Had a great vacation in Naples. It was good to see old friends and thaw. I hate returning and having to warm my hands every few minutes just to type out a blog post.
My return trip to KC was delayed in the Tampa airport. This delay precipitated a stunning "blast from my past."
While walking to use the restrooms before the airplane finally boarded, I think, *think*, I saw my ex-girlfriend sitting at another gate. Aided by a malaise of aimlessness during my senior year, a lack of social life brought about by studying, writing, applying, and interviewing for Medical School for about fourteen months, an unhappiness with my current job, and a feeling of fait-accompli with my life in Kansas City, I've yet to enter a serious relationship since that (THAT) relationship ended. I guess that has given me a half-sense of never being "over" her.

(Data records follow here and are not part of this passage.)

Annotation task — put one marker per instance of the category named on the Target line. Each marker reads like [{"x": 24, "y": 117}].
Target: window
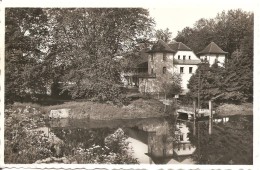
[
  {"x": 164, "y": 70},
  {"x": 190, "y": 70},
  {"x": 181, "y": 137},
  {"x": 181, "y": 69},
  {"x": 164, "y": 56}
]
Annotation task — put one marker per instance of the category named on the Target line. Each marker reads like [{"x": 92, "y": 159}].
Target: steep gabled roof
[
  {"x": 160, "y": 46},
  {"x": 212, "y": 48},
  {"x": 179, "y": 46},
  {"x": 186, "y": 62}
]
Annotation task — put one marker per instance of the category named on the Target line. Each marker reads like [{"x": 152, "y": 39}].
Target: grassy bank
[
  {"x": 232, "y": 109},
  {"x": 140, "y": 108}
]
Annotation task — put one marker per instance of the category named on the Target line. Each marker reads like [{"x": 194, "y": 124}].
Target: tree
[
  {"x": 164, "y": 35},
  {"x": 24, "y": 44},
  {"x": 206, "y": 81},
  {"x": 79, "y": 47}
]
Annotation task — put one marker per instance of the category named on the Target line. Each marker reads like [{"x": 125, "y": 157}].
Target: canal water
[{"x": 163, "y": 140}]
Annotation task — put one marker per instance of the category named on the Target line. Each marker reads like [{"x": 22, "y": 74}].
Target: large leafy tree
[
  {"x": 233, "y": 32},
  {"x": 25, "y": 33}
]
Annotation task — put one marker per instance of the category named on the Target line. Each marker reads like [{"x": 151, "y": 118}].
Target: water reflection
[{"x": 154, "y": 140}]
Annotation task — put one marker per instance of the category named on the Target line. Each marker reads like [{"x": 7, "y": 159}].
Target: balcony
[{"x": 144, "y": 75}]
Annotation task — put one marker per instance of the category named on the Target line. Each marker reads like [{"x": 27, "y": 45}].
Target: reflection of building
[
  {"x": 184, "y": 146},
  {"x": 162, "y": 145},
  {"x": 163, "y": 60}
]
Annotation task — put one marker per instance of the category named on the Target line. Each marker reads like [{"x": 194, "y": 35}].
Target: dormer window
[
  {"x": 164, "y": 70},
  {"x": 181, "y": 69},
  {"x": 164, "y": 56}
]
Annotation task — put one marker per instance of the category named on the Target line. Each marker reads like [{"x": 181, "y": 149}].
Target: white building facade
[{"x": 166, "y": 60}]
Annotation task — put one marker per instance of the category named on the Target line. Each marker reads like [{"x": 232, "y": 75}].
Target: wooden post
[
  {"x": 194, "y": 118},
  {"x": 210, "y": 117}
]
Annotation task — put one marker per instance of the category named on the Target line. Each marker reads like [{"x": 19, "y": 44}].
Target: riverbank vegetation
[
  {"x": 233, "y": 31},
  {"x": 28, "y": 140},
  {"x": 230, "y": 143}
]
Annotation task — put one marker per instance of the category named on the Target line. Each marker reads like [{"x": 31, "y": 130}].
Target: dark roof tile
[
  {"x": 186, "y": 62},
  {"x": 179, "y": 46},
  {"x": 160, "y": 46},
  {"x": 212, "y": 48}
]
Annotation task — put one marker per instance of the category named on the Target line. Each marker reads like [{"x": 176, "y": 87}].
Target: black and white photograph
[{"x": 140, "y": 85}]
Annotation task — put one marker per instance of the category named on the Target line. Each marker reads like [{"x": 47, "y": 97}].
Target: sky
[{"x": 178, "y": 17}]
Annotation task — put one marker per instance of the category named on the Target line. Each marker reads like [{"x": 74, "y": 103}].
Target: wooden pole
[
  {"x": 210, "y": 117},
  {"x": 194, "y": 118}
]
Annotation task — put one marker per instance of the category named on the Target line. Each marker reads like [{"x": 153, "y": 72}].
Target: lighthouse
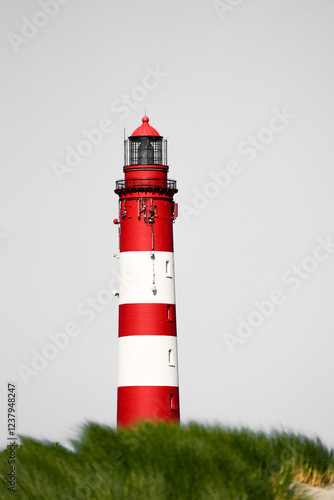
[{"x": 147, "y": 346}]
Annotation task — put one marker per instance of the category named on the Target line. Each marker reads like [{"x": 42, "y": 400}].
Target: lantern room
[{"x": 145, "y": 147}]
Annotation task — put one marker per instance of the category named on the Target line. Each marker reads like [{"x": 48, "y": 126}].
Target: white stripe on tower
[
  {"x": 149, "y": 360},
  {"x": 146, "y": 277}
]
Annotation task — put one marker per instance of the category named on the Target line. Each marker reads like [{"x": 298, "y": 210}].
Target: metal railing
[{"x": 146, "y": 183}]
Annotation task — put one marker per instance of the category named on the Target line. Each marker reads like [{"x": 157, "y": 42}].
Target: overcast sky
[{"x": 243, "y": 91}]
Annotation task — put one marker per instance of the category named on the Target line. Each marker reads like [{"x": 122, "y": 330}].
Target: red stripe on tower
[{"x": 147, "y": 352}]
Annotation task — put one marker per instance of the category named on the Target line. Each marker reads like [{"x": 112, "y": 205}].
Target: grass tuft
[{"x": 167, "y": 462}]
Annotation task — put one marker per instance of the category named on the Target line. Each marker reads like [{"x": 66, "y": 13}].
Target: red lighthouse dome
[
  {"x": 145, "y": 129},
  {"x": 147, "y": 352}
]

What is really frustrating is that, as I always do, I chose to walk away from the opportunity to 1) verify that it really was her (I only saw this girl from about 30yards away and noticed that she was flying to the home of the aforementioned ex) and 2) to be friendly and maybe even stop feeling angry/sad/confused/other teenage angsts about the whole affair. I have no interest in dating this girl again, but now, here I am, wondering if I was crazy to pass up the chance to say goodbye civilly. If it even was her. Crazy.